バリュー・プロポジション・キャンバス(実践編)
ばりゅー・ぷろぽじしょん・きゃんばす・じっせんへん
Alex Osterwalderが設計した価値提案設計ツールを、新規事業の0→1フェーズで実際に機能させるための実践的な使い方と、「フィット」を判定するための定量的アプローチを解説する。
ビジネスモデルキャンバス(BMC)
びじねすもでるきゃんばす
Alexander OsterwalderとYves Pigneurが2010年に体系化した、事業の構造を9つのブロックで可視化するフレームワーク。顧客・価値提案・収益構造を1枚のシートで俯瞰する。
ピボット
ぴぼっと
スタートアップや新規事業において、検証の結果に基づいて事業の方向性を大きく転換すること。Eric Riesが『リーン・スタートアップ』で体系化した概念。
プロダクトマーケットフィット(PMF)
ぷろだくとまーけっとふぃっと
プロダクトが特定の市場セグメントの切実な課題を解決し、顧客が自発的に使い続け・広める状態。Marc Andreessenが2007年に定義した概念で、スタートアップが「サバイバルフェーズ」から「成長フェーズ」に移行できるかを分ける最重要指標。
ベンチャービルダー
べんちゃーびるだー
複数のスタートアップを並行して組成・構築・支援する組織モデル。「スタートアップスタジオ」とも呼ばれる。

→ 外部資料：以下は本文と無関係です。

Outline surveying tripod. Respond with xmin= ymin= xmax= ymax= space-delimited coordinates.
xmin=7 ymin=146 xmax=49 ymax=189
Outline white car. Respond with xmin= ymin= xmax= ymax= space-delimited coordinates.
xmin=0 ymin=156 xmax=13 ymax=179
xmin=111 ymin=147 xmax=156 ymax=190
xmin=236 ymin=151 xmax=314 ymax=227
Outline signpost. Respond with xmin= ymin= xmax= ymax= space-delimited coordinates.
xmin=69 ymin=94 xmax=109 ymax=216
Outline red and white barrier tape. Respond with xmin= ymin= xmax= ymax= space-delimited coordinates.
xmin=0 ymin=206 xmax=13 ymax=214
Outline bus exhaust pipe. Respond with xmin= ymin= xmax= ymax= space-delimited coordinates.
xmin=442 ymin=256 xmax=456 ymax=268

単なる投資や短期的なメンタリングではなく、事業の設計・チーム組成・PMF検証まで深く関与する「事業を量産する工場」として機能する。
リーンスタートアップ
りーんすたーとあっぷ
Eric Riesが2011年に体系化した新規事業開発の方法論。「構築→計測→学習」のループを高速で回すことで、リソースを最小化しながら不確実性を検証する。
組織のアンビデクストリティ
そしきのあんびでくすとりてぃ
既存事業の「深化(Exploitation)」と新規事業の「探索(Exploration)」を組織が同時に追求する能力。Charles A. O'Reilly IIIとMichael L. Tushmanが体系化した組織能力概念で、「両利きの経営」の理論的基盤。
両利きの経営
りょうききのけいえい
既存事業の深化(Exploitation)と新規事業の探索(Exploration)を同時に追求する経営戦略。Charles A. O'Reilly IIIとMichael L. Tushmanが体系化した概念で、原語は "Organizational Ambidexterity"。